The messages will be on the crshed server, if you want them you will need to provide a backup server
Nope, I mean the other thing: I care not about the messages left on the crashed server not processed, but about newcoming messages after server crash that are sent to alive server. They are successfully received by alive server, but only half of them are processed by consumer on an alive server. The other half seems to be stored "for the crashed server" and not processed on an alive node.
When I start up crashed server, the messages left unprocessed (stored?) are being processed on the server, which HAS NOT BEEN DOWN, not by that I just started. And then everything goes fine.
BUT! If I try another scenario: stopping a server gracefully (instead of emulating crash) - all new incoming messages are properly processed on an alive one, it does proper handover for stopped consumers I think.
To me the "kill -9" scenario seems to be a critical bug, and it is found in EAP6.1 Final which is commercial release (hornetq-2.3.1-redhat version)! I have not yet got any redhat subscription to file an issue or support request, so just trying to figure out maybe I did something wrong.
EDIT: found old bug, seems to be the same issue: https://issues.jboss.org/browse/JBPAPP-5799
like I said before this is not a bug, they will be sitting on the live server. If you want HA then you need to backup servers. The reason a graceful shutdown works is probably just because of timing and the messages are redistributed. Again, not a bug, use active/passive servers to recover messages.
Sorry, I cant get the point
May be it's just misunderstanding of HornetQ architecture.
1. I don't need to "recover" messages, just want to successfully process new incoming messages on a single live server
2. If I have 2 active/active JBoss EAP servers running in cluster and see messages sent to jms queue are successfully processed by consumers on both nodes, and when 1 node fails, half of _new_ messages do not reach consumer on a running server.
3. What if server had HW failure and can't be replaced in a reasonable time? Only half of new messages that come to alive cluster node is processed :-( When system runs several thousand messages a second that should lead to complete system unavailability until I recover failed node or do the restart of running one.
You just configure the cluster connection to what you need. I would expect clustered nodes to come back live otherwise messages that are meant to be sent to that node would be on that node.
We may change the default.. I agree, but that's what we have now... we can't never please every user. There are users who would complain if we changed the behaviour. We had other cases where changing default configs pleased some and bothered others.

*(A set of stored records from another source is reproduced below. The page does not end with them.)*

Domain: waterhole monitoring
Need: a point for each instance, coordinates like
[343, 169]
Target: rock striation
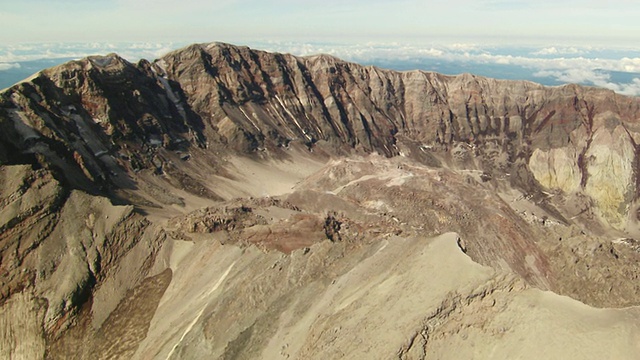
[223, 201]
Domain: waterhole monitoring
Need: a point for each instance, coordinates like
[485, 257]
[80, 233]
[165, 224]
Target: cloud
[581, 65]
[9, 66]
[558, 51]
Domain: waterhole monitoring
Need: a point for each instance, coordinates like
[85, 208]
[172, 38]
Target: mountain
[232, 203]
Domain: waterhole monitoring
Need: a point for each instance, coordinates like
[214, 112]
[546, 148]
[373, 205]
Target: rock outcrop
[120, 217]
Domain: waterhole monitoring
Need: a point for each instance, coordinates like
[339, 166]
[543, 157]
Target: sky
[548, 41]
[611, 22]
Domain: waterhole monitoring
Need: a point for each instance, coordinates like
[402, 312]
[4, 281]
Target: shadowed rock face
[539, 183]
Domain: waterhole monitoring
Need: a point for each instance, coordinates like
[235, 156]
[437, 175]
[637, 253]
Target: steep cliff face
[540, 184]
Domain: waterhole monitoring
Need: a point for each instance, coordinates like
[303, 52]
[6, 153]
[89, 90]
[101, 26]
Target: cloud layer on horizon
[581, 65]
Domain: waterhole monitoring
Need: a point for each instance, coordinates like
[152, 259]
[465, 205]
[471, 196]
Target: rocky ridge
[115, 174]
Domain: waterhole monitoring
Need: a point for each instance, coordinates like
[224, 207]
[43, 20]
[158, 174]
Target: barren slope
[230, 203]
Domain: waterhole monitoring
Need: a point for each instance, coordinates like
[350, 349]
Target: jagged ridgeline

So, I would suggest you just to make the change on cluster connection and you have what you need.
You suggested to make changes in cluster conection. I made changes like this:
But still even after i see message about cluster node going down and waiting for connection-ttl time, messages for failed node are still not being delevered to the alive node.

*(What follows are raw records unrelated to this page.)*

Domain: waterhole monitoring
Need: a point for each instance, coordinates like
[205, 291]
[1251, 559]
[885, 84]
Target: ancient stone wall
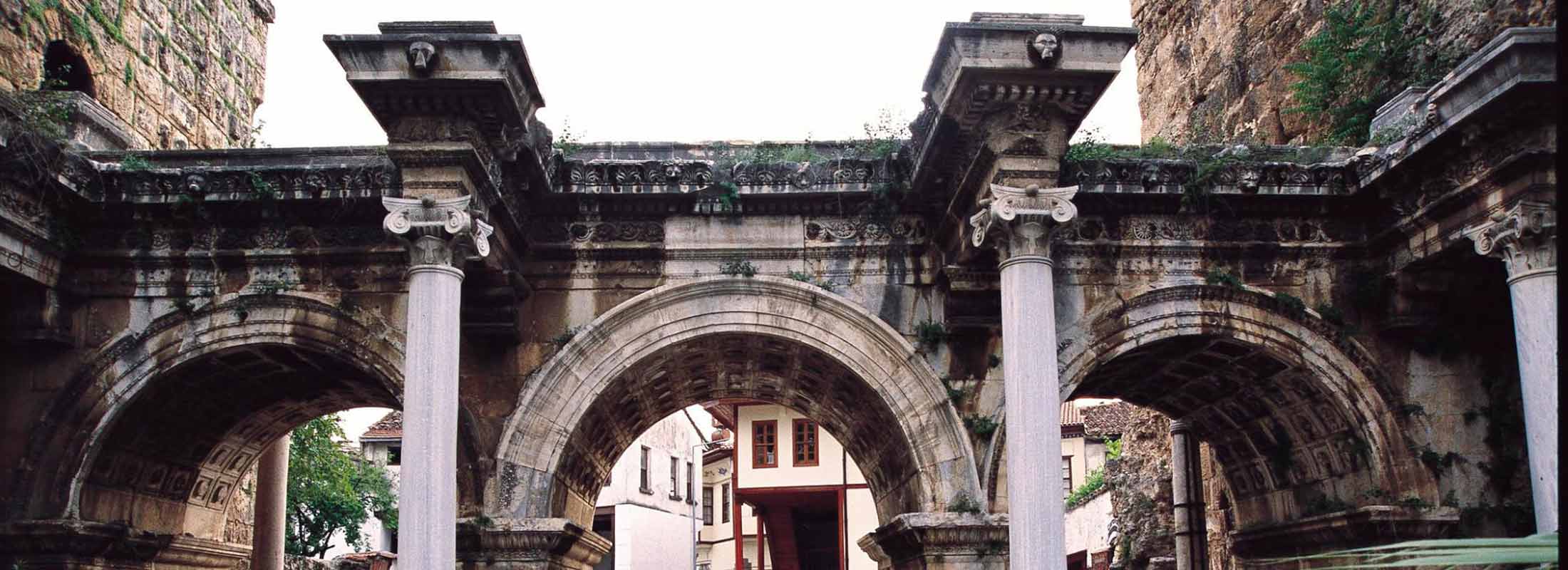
[1214, 69]
[1140, 492]
[184, 74]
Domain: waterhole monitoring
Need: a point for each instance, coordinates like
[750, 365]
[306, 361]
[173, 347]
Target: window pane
[708, 504]
[764, 444]
[805, 442]
[644, 478]
[675, 477]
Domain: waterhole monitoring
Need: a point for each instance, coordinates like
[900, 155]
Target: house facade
[646, 504]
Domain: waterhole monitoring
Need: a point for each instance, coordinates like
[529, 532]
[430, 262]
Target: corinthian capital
[1023, 218]
[436, 227]
[1523, 237]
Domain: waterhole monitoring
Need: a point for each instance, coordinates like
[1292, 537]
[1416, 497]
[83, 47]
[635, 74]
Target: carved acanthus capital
[435, 229]
[1523, 237]
[1023, 218]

I thought that the problem may be with core bridge, which is following to documentation (http://docs.jboss.org/hornetq/2.3.0.Final/docs/user-manual/html_single/#d0e10337) is created transparently and is having default settings. And if i am not mistaken reconnect-attempts is -1 by default, so i tried to change it, but i didn't found out how to do it. I tried to explicitly create a bridge in messaging subsystem of JBoss 6.1 EAP, but i think it is not used by my queue, because the failover behaviour didn't changed.

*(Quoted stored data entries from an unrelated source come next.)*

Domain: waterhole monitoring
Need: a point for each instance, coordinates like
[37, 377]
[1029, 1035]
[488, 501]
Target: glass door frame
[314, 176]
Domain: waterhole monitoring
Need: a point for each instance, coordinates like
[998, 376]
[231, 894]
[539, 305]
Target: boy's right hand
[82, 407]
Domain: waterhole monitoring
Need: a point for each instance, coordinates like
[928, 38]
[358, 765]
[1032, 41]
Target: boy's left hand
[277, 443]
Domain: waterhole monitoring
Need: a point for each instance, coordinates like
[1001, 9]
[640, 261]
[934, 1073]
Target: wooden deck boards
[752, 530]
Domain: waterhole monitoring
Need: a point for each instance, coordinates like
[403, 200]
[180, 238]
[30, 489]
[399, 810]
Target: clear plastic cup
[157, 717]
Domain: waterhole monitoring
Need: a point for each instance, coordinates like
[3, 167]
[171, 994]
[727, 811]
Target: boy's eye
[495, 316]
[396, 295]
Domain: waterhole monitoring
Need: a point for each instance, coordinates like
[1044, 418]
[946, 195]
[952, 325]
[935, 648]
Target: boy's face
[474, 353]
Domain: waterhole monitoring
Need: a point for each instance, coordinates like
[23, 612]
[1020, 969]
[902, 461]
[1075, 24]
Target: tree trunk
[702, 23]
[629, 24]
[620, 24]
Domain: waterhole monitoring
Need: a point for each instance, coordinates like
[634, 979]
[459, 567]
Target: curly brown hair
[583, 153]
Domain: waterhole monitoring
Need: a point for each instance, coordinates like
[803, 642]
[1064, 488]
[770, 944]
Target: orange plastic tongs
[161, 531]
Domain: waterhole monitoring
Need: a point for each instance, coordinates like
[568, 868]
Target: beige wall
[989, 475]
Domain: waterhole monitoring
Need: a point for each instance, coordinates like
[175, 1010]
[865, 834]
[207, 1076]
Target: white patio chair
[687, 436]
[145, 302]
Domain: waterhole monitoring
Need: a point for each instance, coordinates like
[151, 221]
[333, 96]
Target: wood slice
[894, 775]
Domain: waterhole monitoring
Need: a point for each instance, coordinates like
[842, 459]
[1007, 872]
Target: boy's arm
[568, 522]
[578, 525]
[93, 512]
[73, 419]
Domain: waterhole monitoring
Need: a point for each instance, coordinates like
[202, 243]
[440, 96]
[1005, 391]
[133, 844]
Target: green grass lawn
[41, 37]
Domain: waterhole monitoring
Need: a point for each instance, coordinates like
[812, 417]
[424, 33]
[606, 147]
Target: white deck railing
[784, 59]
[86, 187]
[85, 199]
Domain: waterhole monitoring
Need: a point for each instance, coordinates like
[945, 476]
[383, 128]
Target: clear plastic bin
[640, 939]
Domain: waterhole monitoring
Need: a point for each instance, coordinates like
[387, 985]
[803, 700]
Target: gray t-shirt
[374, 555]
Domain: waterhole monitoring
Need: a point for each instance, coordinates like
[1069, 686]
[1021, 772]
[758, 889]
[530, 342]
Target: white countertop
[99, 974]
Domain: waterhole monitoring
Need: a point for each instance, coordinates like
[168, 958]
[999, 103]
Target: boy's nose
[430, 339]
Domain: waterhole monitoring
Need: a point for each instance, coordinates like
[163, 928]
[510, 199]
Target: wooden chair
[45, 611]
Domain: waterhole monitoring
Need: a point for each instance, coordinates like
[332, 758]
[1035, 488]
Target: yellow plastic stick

I would be gratefull if you could point me the place where i should set theese connection parameters, so that messages for the failed node would be redirected to the alive node.
Any news here?
Messages that are already sent to a node will stay on that node as long as you won't restart the node.. you could either provide a backup or restart that node.
Also: you just need to setup reconnect attempts.. I'm not sure what's the issue there? this works as expected as far as I know. if you were having issues everybody would.. especially that you are using 2.3.0.